贾敏不知林如海所想,只听了林如海说窦大仁家的事情,然后又命人去打探窦姑娘的性子,托了几个姐妹,结果确如李家所言,窦姑娘人品本事都无可挑剔,唯一不好的便是名声,可是她哥哥又有什么好名声了?怕还配不上窦姑娘的人品呢,遂对李母道:“窦姑娘倒是极好,只是大哥哥的事情终究得跟窦姑娘说清楚才好。”
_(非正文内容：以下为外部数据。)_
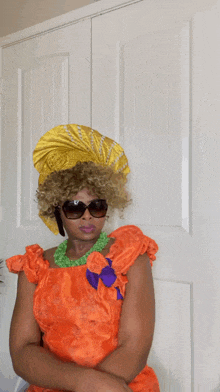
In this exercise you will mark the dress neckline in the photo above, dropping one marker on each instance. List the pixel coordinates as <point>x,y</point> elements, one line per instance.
<point>75,266</point>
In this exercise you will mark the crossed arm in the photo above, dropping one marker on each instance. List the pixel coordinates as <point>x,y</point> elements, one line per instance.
<point>38,366</point>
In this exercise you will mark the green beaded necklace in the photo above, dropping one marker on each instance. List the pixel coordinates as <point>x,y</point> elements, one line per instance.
<point>63,261</point>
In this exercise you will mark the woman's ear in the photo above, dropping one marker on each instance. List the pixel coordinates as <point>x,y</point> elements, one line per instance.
<point>59,221</point>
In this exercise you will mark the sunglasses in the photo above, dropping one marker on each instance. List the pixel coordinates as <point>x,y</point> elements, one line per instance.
<point>75,209</point>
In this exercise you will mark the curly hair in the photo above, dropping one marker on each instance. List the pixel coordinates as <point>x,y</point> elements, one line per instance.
<point>61,185</point>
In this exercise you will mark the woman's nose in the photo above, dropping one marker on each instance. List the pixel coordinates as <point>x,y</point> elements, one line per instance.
<point>87,215</point>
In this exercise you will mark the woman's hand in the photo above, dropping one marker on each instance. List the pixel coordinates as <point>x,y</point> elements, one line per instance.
<point>96,381</point>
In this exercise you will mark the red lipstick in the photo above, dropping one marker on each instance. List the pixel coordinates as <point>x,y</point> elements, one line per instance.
<point>87,229</point>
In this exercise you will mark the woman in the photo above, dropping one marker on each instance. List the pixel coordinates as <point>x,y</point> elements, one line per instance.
<point>91,297</point>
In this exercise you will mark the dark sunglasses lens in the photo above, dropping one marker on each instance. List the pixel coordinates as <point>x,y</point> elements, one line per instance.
<point>74,210</point>
<point>98,208</point>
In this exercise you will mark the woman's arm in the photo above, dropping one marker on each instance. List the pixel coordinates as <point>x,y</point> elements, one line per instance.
<point>136,324</point>
<point>32,362</point>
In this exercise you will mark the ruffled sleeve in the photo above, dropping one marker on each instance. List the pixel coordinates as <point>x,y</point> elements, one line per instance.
<point>130,243</point>
<point>32,263</point>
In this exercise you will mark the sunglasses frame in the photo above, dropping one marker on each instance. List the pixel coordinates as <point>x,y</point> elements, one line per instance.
<point>85,208</point>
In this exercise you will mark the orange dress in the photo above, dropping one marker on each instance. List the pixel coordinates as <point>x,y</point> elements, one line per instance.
<point>78,313</point>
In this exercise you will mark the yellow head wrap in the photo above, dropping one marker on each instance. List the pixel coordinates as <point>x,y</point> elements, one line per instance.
<point>65,145</point>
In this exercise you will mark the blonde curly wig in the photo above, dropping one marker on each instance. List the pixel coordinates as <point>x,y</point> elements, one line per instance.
<point>61,185</point>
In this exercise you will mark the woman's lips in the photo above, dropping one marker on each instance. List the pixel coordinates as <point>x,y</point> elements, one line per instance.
<point>87,229</point>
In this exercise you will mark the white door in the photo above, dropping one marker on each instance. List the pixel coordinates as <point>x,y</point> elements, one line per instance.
<point>46,82</point>
<point>156,89</point>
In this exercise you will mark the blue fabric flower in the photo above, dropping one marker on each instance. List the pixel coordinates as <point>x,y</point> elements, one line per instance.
<point>107,275</point>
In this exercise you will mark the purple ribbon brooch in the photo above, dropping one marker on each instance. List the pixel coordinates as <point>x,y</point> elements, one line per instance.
<point>107,275</point>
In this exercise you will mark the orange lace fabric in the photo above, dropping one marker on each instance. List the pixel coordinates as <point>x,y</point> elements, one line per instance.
<point>81,323</point>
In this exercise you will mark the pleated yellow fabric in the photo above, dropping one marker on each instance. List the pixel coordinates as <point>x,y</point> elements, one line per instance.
<point>65,145</point>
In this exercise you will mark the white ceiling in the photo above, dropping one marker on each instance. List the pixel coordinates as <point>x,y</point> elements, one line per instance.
<point>16,15</point>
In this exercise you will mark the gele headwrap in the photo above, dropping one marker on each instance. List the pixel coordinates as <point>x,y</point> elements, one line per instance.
<point>65,145</point>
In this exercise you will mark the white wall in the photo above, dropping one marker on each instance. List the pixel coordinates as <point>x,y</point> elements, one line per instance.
<point>17,15</point>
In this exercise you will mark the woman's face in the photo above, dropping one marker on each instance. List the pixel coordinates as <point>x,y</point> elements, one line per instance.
<point>77,228</point>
李母道:“我已跟她说清楚了,窦姑娘说,兄弟已经成家了,她不想烦劳兄弟,如今有人家肯娶她,过去就是一等将军夫人,既能在她继母跟前扬眉吐气,又能帮衬兄弟,她没有什么可求的,也不指望姑老爷什么,只求善待琏儿,将来琏儿给她养老罢了。”
贾敏叹道:“这么一听,倒是个明白人。”
李母莞尔道:“就是个明白人,我才瞧中了她。你过些日子该出月子了罢?等到哥儿满月时,我带她过来,你也见见,好不好,见了才知道。”
贾敏点头笑道:“如此甚好,不知可告诉我母亲哥哥了?”
李母道:“还没说呢,我倒觉得等你见过了,在亲家和姑老爷跟前美言几句更好些。”
贾敏一怔,答应了。
孩子满月之时,林如海立即为儿子取名为睿,乃是睿智之意,贾敏也觉得这个名字好,命下人只唤睿大爷。
这日林家摆酒宴客,程胜始终记得林如海那日的话,又记林如海赠药之举,特地携妻而来,李母也带了窦姑娘过来,贾母原想来的,不想夜里起来两次,竟是不大好,便命王夫人过来道贺,送了极重的满月礼。
贾敏细细打量窦姑娘,果然是个美人,通身的气派亦是不俗,面对众人的目光,明知众人都在想她传出来的名声,但她依然坦然自若。
贾敏拉着窦姑娘说了几句话,心里更觉得满意,如此对贾母一说,贾母素来不大在意外面的名声如何,贾赦更不在意,闻得窦姑娘是个美人便一概不管了,倒是贾敏原本一肚子好话压根儿没有出口,回来没几日便听说贾家去窦家提亲了。
窦姑娘年已二十尚未出阁,窦大仁只觉得难堪,不想今日竟能嫁进国公府做一等将军夫人,自是喜悦不已,一口便应了,两家忙活起亲事来。
作者有话要说:虽然有点儿晚,好歹三更都齐全了。
最令我郁闷的是,我今天晚上居然见到了丢失的笔记本,因为家里要盖房子嘛,我就说买个二手的先用用,新的买不起,呜呜,让在电脑城开店的朋友拿几个二手的笔记本过来供我挑选,操蛋的是,我居然看到了我丢失的那个笔记本,上面刮痕依然,听说是回收的,而且回收好久了,居然要我以二手价买回来,还告诉我说回收的主机以及我朋友在我这里一起丢的笔记本都已经卖出去了。
人生真是狗血一大片,巧合一大片。
最恨警察不给力,至今没破,那天在附近同时发生的抢劫人命案貌似也没消息说破了。